The film's political subtext also involves the parallels and connections between Stavisky and the exiled Leon Trotsky (Yves Peneau), who arrives in France in the opening scenes of the film. Resnais then cuts from Trotsky's motorcade to an image of Stavisky/Alexandre descending in an elevator in one of his posh hotels. Just to underscore the point, Resnais cuts back and forth a few times, stuttering the image between Trotsky's car and Stavisky in his elevator; the hotel scene is accompanied by lushly romantic strings, while no music plays over the images of Trotsky. This montage at first seems like a simple joke, juxtaposing the arrival of this important political figure with the lavish lifestyle of the conniving gangster, but the parallels between the two men go deeper than that. Both are Russian Jews in exile, and by the end of the film, the failure of Stavisky's criminal schemes will have catapulted the rightists to power and endangered Trotsky's position in France. Throughout the film, Stavisky's showy existence and denial of his roots is contrasted against Trotsky's quiet maintenance of his beliefs and his low-key engagement with the radical politics of the era.

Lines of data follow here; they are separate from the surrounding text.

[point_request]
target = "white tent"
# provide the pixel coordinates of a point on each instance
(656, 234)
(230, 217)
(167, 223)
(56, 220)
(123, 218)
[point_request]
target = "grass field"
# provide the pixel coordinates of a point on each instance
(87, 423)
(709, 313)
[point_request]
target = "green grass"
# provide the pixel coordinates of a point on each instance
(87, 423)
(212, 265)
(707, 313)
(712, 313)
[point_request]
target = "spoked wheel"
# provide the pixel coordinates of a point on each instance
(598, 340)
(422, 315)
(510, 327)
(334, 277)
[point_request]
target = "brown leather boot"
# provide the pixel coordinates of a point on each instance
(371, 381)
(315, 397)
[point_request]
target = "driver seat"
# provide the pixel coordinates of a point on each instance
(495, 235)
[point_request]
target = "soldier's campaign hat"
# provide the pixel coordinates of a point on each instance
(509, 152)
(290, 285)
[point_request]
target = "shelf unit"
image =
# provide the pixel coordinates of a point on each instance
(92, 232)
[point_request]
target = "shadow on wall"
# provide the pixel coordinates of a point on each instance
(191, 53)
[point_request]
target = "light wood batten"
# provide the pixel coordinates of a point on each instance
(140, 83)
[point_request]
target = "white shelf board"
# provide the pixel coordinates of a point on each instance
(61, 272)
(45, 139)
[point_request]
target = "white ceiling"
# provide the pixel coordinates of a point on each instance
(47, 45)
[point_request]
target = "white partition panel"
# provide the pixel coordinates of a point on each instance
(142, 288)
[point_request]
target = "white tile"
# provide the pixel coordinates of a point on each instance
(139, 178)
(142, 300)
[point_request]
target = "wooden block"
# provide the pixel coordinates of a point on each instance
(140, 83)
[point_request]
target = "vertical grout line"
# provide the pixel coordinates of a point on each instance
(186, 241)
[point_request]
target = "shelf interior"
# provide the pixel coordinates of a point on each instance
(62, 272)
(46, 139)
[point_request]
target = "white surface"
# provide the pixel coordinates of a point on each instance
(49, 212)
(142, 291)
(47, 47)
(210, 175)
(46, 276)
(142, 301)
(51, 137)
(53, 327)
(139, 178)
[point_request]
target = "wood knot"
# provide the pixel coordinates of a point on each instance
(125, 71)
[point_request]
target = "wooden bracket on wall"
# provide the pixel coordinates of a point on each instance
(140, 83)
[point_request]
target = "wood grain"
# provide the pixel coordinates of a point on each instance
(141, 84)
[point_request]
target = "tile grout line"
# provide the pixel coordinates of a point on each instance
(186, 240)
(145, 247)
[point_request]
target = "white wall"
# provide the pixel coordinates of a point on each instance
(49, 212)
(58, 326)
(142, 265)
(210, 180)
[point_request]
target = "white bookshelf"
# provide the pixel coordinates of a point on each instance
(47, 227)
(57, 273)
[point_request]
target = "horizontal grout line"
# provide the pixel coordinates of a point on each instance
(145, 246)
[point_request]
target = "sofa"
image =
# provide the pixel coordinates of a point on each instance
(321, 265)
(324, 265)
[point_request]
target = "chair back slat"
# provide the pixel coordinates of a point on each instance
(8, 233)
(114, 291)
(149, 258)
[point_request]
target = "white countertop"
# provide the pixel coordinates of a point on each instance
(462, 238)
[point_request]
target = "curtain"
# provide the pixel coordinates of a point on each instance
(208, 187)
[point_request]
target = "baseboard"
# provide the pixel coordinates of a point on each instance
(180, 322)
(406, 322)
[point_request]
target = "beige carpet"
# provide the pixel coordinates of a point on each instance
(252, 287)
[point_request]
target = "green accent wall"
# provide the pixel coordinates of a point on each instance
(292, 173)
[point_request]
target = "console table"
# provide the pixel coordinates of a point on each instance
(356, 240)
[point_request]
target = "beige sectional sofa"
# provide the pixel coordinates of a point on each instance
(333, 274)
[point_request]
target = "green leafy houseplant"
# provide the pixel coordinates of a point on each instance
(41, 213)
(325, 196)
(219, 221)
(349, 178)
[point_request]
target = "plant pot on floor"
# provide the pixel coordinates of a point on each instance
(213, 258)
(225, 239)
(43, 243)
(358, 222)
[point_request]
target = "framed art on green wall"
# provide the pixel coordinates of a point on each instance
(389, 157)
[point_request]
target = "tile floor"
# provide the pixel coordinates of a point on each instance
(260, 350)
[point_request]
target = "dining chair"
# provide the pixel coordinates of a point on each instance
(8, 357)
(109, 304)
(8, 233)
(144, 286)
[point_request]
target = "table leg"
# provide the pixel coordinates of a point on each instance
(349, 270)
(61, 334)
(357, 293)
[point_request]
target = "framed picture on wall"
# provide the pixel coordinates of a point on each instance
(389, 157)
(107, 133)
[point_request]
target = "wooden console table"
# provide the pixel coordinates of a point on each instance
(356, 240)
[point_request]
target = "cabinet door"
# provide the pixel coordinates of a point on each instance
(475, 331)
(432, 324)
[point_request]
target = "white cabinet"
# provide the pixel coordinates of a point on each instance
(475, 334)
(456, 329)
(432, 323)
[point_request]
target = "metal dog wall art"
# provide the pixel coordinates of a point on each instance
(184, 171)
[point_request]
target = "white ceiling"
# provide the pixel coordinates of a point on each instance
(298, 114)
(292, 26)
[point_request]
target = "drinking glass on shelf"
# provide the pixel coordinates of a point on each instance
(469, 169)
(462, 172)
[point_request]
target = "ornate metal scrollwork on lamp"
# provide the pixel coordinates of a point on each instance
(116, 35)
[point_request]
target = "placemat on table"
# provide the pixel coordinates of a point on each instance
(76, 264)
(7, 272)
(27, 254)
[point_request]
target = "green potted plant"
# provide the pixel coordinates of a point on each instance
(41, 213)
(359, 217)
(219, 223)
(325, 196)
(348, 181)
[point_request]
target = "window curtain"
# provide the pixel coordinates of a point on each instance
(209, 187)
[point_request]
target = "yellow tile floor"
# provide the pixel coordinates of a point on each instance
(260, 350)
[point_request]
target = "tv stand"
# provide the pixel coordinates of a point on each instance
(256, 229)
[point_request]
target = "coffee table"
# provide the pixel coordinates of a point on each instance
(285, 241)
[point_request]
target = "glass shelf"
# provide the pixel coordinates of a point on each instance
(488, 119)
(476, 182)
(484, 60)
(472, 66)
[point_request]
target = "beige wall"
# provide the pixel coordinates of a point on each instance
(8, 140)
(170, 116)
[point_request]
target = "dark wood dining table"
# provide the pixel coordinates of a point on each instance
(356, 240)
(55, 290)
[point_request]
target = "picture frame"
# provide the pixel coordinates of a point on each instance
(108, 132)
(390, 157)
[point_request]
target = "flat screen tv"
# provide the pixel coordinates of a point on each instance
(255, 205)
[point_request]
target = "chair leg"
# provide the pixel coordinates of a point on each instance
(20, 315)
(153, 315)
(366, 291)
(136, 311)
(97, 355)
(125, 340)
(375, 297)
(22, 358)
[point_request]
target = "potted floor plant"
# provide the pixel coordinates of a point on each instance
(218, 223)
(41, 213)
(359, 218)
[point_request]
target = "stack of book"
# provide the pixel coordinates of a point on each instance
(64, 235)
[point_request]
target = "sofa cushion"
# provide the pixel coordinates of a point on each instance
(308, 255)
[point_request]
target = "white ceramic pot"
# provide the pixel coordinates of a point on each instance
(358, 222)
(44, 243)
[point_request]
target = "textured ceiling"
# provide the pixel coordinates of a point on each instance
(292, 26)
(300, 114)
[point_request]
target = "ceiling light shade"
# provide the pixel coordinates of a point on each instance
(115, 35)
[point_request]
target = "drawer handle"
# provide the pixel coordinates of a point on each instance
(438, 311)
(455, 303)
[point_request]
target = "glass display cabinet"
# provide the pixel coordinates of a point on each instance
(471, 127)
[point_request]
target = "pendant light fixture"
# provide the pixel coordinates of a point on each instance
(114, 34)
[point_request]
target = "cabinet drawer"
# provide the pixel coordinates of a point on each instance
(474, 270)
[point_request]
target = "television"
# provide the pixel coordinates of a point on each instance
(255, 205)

Although the film's surface period evocation is flawless — the art direction is sumptuous and detailed — Stavisky... is far from a typical period epic. Resnais, as he often does, uses non-chronological editing to fragment the narrative, weaving together flashbacks and flash-forwards that foreshadow and then outright depict Stavisky's downfall and death while he's still at the height of his power. In one key sequence, Stavisky goes walking in the woods, visiting the house where his father, embarrassed of his son's criminal record, committed suicide. As Stavisky prepares to leave the site, Resnais cuts in for a surreal closeup of a dead mouse that Stavisky steps past without seeing it, a symbol of the doom that he can't see coming. (Later, a white ermine frolicking in the snow serves as a prelude to Stavisky's actual death; Resnais loves playfully using animals as mysterious symbols like this.) The film's interpretation of the real-life Stavisky Affair suggests that the title character was unwittingly responsible for many of the failures of French leftism in the pre-WW2 era, haplessly paving the way for the Vichy regime and the victories of French fascism.